Commissioner for Social and Women's Affairs of the National Committee for the Administration of Gaza
- Incumbent
- Assumed office 14 January 2026
- Chief Commissioner: Ali Shaath
- Preceded by: Office established

Personal details
- Alma mater: Al-Azhar University

= Hana Tarazi =

Palestinian technocrat

Hana Tarazi (هناء الترزي), is a Palestinian technocrat, lawyer and social activist who currently manages social welfare and women's affairs for the National Committee for the Administration of Gaza (NCAG). Tarazi, a member of the Gazan Christian community, is the only woman and Palestinian Christian on the committee. She is the first Gazan Christian to hold public office since Husam al-Tawil in 2006.

== Biography ==
Tarazi studied law at and graduated from Al-Azhar University in Cairo, Egypt, becoming the first Christian to do so, and became the first female Christian lawyer in the Gaza Strip. In May 2018 she successfully applied for a license to practice sharia, and passed her exams, receiving that license on 16 May. She then began working in both the sharia and civil law spheres, and became deputy director of the Al-Mezan Center for Human Rights.

Following the onset of the Gaza war in October 2023, Tarazi dedicated herself to community work. Later, she became a member of the NCAG, which is set to succeed the Hamas administration, and left Gaza for Cairo. On 14 January 2026, she was formally announced as a member of the committee, alongside 14 other Gazan technocrats. However, as of 20 January, Israel has blocked the NCAG members from entering Gaza, for unclear reasons, with Egypt and the United States attempting to facilitate the committee's entry.

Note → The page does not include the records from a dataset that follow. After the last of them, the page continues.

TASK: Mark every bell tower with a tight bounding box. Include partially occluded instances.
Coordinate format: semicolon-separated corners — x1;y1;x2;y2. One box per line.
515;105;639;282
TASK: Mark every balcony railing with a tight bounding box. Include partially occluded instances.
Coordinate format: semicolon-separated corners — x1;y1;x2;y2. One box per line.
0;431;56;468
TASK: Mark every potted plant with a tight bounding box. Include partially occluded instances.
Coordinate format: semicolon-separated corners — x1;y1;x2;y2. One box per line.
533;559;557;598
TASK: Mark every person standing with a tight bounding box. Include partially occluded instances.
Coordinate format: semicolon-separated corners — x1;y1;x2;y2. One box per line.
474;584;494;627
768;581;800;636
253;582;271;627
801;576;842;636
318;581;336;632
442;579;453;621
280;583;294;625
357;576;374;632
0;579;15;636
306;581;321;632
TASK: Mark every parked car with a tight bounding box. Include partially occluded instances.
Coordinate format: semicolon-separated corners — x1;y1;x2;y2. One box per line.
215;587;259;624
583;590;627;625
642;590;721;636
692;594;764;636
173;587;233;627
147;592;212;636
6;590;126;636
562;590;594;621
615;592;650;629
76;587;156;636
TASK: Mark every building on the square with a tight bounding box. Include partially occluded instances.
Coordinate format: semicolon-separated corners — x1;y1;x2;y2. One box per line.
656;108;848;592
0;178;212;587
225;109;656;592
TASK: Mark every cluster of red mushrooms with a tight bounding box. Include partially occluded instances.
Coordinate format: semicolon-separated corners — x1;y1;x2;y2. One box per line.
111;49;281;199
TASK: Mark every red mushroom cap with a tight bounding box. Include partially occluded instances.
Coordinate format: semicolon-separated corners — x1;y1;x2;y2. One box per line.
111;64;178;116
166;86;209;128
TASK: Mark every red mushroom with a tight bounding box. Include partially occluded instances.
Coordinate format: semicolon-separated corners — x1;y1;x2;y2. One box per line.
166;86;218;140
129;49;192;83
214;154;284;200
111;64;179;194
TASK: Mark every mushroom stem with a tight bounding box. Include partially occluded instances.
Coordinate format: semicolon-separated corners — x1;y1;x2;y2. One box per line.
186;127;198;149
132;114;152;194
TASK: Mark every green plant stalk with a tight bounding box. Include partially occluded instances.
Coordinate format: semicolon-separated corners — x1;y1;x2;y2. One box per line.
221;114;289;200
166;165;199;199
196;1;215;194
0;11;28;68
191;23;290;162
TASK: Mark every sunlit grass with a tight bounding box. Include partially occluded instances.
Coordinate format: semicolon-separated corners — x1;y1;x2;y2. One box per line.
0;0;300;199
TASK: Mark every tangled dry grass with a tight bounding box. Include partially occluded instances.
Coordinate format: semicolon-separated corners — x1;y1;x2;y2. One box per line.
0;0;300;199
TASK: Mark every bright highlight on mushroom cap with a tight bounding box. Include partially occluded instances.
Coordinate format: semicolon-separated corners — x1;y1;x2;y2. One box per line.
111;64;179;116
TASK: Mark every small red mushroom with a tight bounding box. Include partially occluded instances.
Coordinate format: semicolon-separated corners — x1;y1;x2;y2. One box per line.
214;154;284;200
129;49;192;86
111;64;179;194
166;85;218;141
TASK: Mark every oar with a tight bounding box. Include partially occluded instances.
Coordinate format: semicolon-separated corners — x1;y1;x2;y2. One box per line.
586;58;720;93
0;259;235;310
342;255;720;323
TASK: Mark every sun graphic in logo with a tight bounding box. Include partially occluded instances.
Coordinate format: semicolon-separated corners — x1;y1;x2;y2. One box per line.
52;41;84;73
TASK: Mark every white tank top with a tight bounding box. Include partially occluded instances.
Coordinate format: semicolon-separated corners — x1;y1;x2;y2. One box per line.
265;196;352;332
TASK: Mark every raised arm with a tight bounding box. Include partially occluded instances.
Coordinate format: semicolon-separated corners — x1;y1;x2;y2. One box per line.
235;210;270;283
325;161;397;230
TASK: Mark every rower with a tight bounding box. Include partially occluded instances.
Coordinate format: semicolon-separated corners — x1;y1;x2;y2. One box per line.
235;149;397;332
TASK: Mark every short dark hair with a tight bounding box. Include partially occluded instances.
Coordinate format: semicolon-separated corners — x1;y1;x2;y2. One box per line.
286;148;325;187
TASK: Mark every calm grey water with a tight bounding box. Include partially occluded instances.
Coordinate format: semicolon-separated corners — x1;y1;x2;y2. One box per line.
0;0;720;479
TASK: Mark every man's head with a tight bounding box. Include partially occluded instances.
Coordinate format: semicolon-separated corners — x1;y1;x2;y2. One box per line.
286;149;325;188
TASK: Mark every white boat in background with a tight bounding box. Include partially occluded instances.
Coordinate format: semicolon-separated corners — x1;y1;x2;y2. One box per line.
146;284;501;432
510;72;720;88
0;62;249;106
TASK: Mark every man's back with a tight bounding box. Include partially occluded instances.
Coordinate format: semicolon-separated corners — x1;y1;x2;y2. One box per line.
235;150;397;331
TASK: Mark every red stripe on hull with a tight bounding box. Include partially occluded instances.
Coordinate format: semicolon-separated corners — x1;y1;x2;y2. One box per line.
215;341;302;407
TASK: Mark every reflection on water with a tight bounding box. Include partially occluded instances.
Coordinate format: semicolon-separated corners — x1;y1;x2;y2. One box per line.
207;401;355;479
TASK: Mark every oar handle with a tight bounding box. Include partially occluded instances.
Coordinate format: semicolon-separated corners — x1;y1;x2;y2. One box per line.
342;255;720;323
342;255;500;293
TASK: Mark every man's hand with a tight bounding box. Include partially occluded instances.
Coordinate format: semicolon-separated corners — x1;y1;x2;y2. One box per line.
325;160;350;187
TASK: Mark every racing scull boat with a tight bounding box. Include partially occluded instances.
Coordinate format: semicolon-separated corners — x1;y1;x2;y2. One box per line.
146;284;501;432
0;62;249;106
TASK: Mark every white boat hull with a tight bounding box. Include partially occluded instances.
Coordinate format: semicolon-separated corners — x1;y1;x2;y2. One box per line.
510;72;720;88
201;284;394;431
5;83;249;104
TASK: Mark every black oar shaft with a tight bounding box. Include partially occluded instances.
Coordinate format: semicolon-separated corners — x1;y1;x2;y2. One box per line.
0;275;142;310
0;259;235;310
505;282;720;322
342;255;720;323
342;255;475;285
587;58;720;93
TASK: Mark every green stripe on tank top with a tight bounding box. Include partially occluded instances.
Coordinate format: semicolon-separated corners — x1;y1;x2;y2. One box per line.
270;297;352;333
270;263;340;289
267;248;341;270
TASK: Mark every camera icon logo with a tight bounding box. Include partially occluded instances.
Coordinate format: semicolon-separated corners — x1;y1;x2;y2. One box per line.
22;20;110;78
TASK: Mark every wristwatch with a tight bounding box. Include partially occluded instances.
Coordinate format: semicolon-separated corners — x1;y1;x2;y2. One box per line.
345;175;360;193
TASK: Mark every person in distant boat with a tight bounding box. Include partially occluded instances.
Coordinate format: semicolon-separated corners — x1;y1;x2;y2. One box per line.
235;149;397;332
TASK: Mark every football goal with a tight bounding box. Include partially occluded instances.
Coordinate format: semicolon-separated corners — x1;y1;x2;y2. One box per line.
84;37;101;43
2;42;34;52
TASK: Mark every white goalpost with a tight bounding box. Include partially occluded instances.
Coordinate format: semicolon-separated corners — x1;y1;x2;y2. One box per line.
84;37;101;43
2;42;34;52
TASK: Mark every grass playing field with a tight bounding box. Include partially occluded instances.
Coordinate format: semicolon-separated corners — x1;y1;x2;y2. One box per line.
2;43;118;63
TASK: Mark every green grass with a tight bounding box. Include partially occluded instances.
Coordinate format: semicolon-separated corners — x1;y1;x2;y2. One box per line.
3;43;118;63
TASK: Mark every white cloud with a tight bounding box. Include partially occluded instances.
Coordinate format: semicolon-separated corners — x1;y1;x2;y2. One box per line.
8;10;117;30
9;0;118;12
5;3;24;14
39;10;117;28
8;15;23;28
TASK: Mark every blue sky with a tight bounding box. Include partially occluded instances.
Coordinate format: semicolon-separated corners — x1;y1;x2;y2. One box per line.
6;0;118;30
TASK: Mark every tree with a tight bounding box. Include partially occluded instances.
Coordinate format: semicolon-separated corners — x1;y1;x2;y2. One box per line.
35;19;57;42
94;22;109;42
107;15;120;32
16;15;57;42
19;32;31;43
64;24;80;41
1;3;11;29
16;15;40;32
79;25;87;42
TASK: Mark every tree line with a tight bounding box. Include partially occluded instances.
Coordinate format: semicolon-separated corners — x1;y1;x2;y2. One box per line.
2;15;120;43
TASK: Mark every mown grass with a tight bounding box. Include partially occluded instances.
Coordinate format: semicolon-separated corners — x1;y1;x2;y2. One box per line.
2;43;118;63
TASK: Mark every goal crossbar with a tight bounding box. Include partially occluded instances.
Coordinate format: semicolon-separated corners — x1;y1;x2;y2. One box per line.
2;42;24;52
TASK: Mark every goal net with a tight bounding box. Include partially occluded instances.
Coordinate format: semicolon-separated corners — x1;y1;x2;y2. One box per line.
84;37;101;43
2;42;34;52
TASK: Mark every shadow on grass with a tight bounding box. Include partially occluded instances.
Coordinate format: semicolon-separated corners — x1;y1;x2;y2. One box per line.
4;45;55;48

In her inaugural message to the citizens of Gaza, she expressed sadness over the destruction wrought by the war, stating that suffering could not be the permanent destiny of the Palestinian people, and committed to promoting unity and equality. Like the rest of the committee, Tarazi is politically unaffiliated. She is reported to have significant popularity among the Gazan public.